Uma mulher brasileira
É a Sonia Balbino, 42 anos, paraibana quem conta. Aos 6 anos começou a trabalhar na roça às 4 da manhã, estudar à tarde e à noite cair na cama morta de cansaço. Ela, os pais e mais os outros 5 irmãos, 2 meninas e 3 meninos. A roça fazia parte de uma fazenda maior que era dividida entre os agricultores que depois davam metade do que colhiam para o dono das terras. Normal por lá. No final de semana Sonia trabalhava com a mãe e as irmãs nas terras ao lado da casa.
A casa era boa, grande segundo a lembrança dela, e o que entrava de dinheiro do trabalho do pai nas terras do dono sumia na compra de comida pra família. De vez em quando, se sobrasse, comprava um porco, uma ovelha, mas na mesa, arroz, feijão, queijo e farinha. Nada de carne. Carne era coisa de rico. A relação com a família, tirando a irmã que batia nela para que ela trabalhasse na casa depois de um dia inteiro na roça era boa.
Sonia trabalhou em vários lugares. Na roça, negociando o que conseguia, fazendo pequenos serviços, ajudando as pessoas. Todo mundo gostava dela. Também, uma pessoa como ela que ajudava todo mundo. A vida era aquilo mesmo. Para ela, se você trabalhasse muito conseguia mais. Se estudasse, conseguia mais ainda. Não era nem obra divina, nem exploração do homem pelo homem. Era a vida.
Os dias e noites na roça ajudavam. Ela se esforçava e colhia mais algaroba. Comia o que sobrava. Era docinha. O resto ia pros animais. A família dela era uma das muitas que o dono das terras dividia a colheita. Ele ficava com 50 % e convidava os agricultores, às vezes, para comer, um jantar com a família na tentativa de uma convivência conveniente.
Sonia também trabalhou com o pai. Iam de bicicleta na segunda cedo para o meio da roça e passavam por lá a semana toda, até sexta quando voltavam pra casa.Por vezes foram e voltaram a pé. Dava quase 2 horas caminhando. Sonia preferia ir correndo até ralar o pé. Parava, bebia água no caminho e seguia. O pai chegava depois. Dormiam numa barraca improvisada embaixo de uma árvore. Às vezes, a tia que era a dona das terras, os chamava para dormir na casa pra não ficar ali junto com os trabalhadores.
Sonia lembra de tudo e conta com alegria. Era sofrido, mas as lembranças são boas. Quando o irmão veio para a cidade grande elas se animaram. Pegaram as poucas coisas e também vieram. Sonia veio para o Rio antes da virada do século. Ganhava 150 reais por mês. Era muito bom. Basicamente um salário mínimo. Mas foi como ela fez a vida.

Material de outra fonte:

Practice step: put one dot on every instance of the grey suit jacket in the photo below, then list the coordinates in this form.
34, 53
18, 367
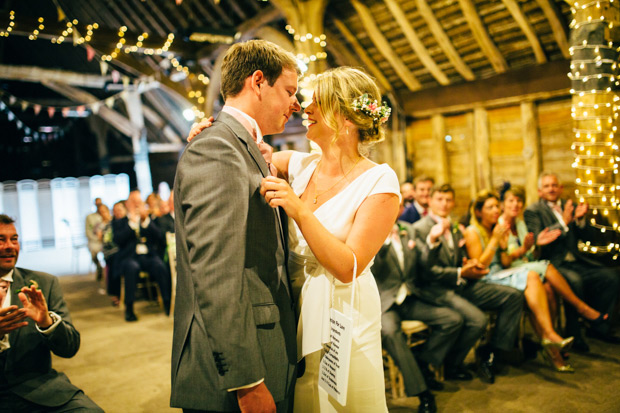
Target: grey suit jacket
388, 272
539, 216
234, 322
28, 367
442, 274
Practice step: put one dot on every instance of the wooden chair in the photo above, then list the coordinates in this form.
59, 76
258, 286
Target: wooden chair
414, 330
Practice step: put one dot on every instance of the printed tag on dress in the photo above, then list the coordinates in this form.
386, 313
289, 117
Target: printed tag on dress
334, 369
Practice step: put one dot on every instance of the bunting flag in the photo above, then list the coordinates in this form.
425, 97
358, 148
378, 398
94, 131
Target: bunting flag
104, 67
90, 53
61, 14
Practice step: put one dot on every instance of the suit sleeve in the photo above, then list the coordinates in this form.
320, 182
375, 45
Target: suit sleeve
214, 187
64, 341
436, 271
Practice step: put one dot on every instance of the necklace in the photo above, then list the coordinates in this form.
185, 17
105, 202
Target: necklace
316, 195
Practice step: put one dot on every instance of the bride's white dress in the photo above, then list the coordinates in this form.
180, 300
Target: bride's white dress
313, 285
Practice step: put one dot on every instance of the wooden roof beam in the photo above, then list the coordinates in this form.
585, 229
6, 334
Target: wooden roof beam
361, 53
558, 28
384, 46
528, 30
444, 41
118, 121
481, 35
37, 75
415, 42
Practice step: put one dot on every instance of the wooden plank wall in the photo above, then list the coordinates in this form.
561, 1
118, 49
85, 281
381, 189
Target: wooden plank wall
509, 143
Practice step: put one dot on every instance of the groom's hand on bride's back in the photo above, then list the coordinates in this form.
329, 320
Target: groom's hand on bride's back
199, 127
256, 399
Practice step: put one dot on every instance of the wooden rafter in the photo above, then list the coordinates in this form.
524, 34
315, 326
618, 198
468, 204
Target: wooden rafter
415, 42
558, 28
384, 46
142, 11
359, 50
340, 51
37, 74
528, 30
444, 41
481, 35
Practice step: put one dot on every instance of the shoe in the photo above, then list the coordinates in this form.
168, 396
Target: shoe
608, 338
427, 402
566, 368
130, 316
458, 373
562, 345
485, 372
429, 377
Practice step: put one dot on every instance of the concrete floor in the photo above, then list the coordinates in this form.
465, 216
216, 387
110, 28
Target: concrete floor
125, 367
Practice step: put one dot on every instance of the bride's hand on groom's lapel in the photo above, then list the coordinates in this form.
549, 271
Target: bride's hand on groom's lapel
278, 192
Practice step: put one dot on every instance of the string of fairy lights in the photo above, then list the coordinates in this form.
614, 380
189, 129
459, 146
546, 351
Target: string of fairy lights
595, 110
72, 33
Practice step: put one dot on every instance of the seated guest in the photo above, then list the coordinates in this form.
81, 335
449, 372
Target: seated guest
94, 243
422, 189
110, 250
395, 268
407, 192
592, 282
34, 322
454, 281
487, 241
522, 250
138, 239
166, 220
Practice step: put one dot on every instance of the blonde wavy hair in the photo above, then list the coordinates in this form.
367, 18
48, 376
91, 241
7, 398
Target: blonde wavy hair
476, 207
335, 91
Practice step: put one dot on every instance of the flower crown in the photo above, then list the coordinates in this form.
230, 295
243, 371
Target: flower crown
371, 108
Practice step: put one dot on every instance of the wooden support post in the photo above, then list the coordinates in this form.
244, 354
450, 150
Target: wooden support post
481, 146
531, 150
140, 145
442, 174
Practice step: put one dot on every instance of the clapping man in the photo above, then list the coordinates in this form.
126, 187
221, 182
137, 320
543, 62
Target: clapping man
34, 322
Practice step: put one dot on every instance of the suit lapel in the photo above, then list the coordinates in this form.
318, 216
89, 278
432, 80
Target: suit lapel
16, 286
243, 135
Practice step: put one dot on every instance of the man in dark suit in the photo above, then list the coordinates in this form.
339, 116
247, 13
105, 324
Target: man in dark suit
419, 208
454, 281
397, 265
139, 240
594, 283
234, 344
34, 321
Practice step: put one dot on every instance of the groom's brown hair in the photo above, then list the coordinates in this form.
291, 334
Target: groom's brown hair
245, 58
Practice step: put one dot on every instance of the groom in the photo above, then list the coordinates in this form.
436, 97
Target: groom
234, 344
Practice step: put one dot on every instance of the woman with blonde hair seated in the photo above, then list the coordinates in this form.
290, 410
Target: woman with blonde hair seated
486, 240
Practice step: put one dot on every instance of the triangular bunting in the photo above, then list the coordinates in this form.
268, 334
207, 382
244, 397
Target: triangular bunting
90, 53
104, 67
61, 14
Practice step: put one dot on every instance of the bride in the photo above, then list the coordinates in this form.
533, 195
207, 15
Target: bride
342, 206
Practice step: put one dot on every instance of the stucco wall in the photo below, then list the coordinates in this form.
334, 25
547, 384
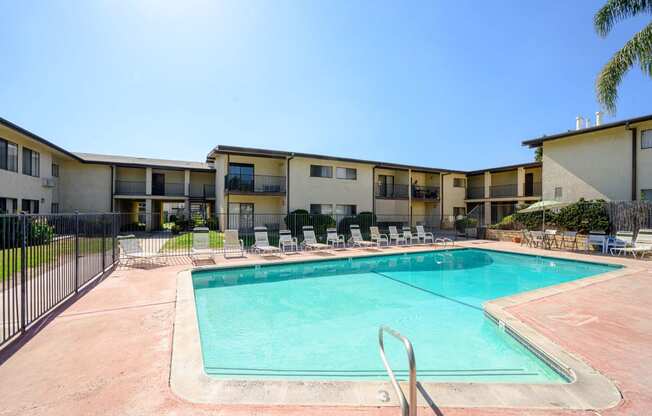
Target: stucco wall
85, 187
592, 166
306, 190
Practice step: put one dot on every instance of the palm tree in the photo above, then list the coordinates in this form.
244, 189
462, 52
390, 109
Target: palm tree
637, 50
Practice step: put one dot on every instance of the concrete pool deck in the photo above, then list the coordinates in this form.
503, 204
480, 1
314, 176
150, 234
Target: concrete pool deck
110, 352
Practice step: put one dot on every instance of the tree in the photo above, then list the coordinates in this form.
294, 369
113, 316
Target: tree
637, 50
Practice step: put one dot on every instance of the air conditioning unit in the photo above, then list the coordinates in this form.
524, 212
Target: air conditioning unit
49, 182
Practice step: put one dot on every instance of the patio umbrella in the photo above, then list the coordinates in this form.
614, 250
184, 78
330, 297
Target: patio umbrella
543, 206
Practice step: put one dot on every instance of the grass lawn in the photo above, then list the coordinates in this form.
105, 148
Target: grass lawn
47, 253
184, 241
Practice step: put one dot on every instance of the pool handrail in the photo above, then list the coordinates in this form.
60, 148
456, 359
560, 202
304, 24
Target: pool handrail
407, 408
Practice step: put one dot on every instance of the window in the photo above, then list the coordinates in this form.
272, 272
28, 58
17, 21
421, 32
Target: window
326, 209
558, 192
346, 173
8, 205
29, 206
345, 210
319, 171
457, 211
646, 194
31, 162
8, 156
646, 139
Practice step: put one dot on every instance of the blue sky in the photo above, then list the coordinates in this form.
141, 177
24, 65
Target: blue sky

Trabalhando, mandando dinheiro pra família na Paraíba e melhorando, aos poucos, de vida. Comprou uma casa por lá, com a ajuda de um amigo que emprestou o dinheiro. Melhorou a casa que ficou alugada até este mês quando ela pega de volta e vai colocar a mãe para morar nela. A vida pela vida. O tempo que passa, as alegrias e as boas lembranças você vai tirando do que você consegue.
Sua capacidade de transformação, sua persistência, sua vontade. É um jeito doido de viver, mas é assim que consegue, quem consegue, esse povo de meu deus que habita o Brasil. Sonia vai uma vez por ano à Paraíba. Viaja de avião e passa por lá suas férias. O descanso trabalhando de quem já trabalha por aqui na cidade grande como diarista, esperta, dona de uma sabedoria que poucos tem. Sônia é uma mulher brasiieira.